Weinstein also told the Army Times that his group fielded 131 complaints against Boykin, saying "I have clients of ours weeping on the phone about this."
However, Boykin told Fox News contributor Todd Starnes that the move is "just another reminder of the incredible discrimination against Christians in our armed forces."
"I sincerely doubt that America can expect to win wars if the people who are tasked to do so are frightened by an old retired general with biblical views and a testimony of faith," Boykin said.
This is not the first time Boykin has found himself at the center of a controversy: Earlier this year, Hampden-Sydney College in Virginia reversed its decision to fire the retired Army Lt. as a visiting professor after reports that he had been removed over his comments on transgender bathrooms.
According to reports, the all-male college was pressured by LGBT groups to fire Boykin due to his comment, "... the first man who goes in the restroom with my daughter will not have to worry about surgery."
"Because some of you already know and are contacting me about it, let me make it official and let you all know that I have been terminated from teaching at Hampden-Sydney College after nine years there," Boykin wrote on Facebook in May explaining the case.
"Hampden Sydney is the 10th oldest college in America and is one of the two men's colleges left in #America. ... The bottom line is that I oppose these so called '#Bathroom' bills that let men go into women's locker rooms, showers, and toilets and I have been very public about it.
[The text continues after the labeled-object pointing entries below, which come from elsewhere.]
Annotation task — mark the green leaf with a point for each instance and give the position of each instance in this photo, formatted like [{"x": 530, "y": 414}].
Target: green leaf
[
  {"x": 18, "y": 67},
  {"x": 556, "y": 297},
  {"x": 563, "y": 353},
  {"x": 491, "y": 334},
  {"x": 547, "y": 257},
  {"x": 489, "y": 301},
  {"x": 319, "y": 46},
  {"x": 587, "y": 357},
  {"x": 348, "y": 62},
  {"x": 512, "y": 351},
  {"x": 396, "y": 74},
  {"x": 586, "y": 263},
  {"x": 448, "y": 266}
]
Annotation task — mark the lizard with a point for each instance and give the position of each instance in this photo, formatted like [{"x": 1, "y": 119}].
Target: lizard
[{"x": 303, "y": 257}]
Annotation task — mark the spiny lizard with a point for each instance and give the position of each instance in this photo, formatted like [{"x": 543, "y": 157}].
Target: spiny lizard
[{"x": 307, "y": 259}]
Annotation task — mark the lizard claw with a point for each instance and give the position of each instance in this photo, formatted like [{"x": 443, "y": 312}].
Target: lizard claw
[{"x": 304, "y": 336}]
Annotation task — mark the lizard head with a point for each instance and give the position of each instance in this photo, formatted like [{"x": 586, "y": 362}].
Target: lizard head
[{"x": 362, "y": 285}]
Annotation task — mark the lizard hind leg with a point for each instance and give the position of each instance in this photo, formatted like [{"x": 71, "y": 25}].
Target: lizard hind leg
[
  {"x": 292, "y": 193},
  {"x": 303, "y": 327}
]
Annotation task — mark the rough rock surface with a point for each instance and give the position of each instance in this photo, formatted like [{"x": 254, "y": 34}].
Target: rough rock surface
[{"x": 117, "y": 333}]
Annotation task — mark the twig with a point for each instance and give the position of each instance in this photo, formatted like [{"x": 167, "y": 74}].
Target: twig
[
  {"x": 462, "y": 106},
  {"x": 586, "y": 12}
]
When I said in Orlando that '... the first man who goes in the restroom with my daughter will not have to worry about surgery,' the LGBT community once again came after me, claiming that I was calling for violence against #transgender people."
He explained, "Well, that is simply not the case and I have never called for violence against anyone. I was referring to perverts who will use these policies to get into locker rooms with girls and women, and I object to that. ... Nonetheless, I gave the LGBT community just what they needed to pressure the college leadership to terminate me and they did."
The college reportedly reversed its decision after numerous people publicly defended Gen. Boykin.
"There is strength in unified numbers," Boykin was quoted as saying after the college reversed its decision to fire him. "The radical left and LGBT activists completely underestimate the impact of freedom-loving Americans banding together to protect our First Amendment freedoms."
He continued, "Never cave in when you know that you are standing for what is right and true, for these are the principles that made this nation great. Stand, even if it means you lose your job. Stand, even if it means you lose your life. The founding principles of this nation are worth defending, even if it costs you."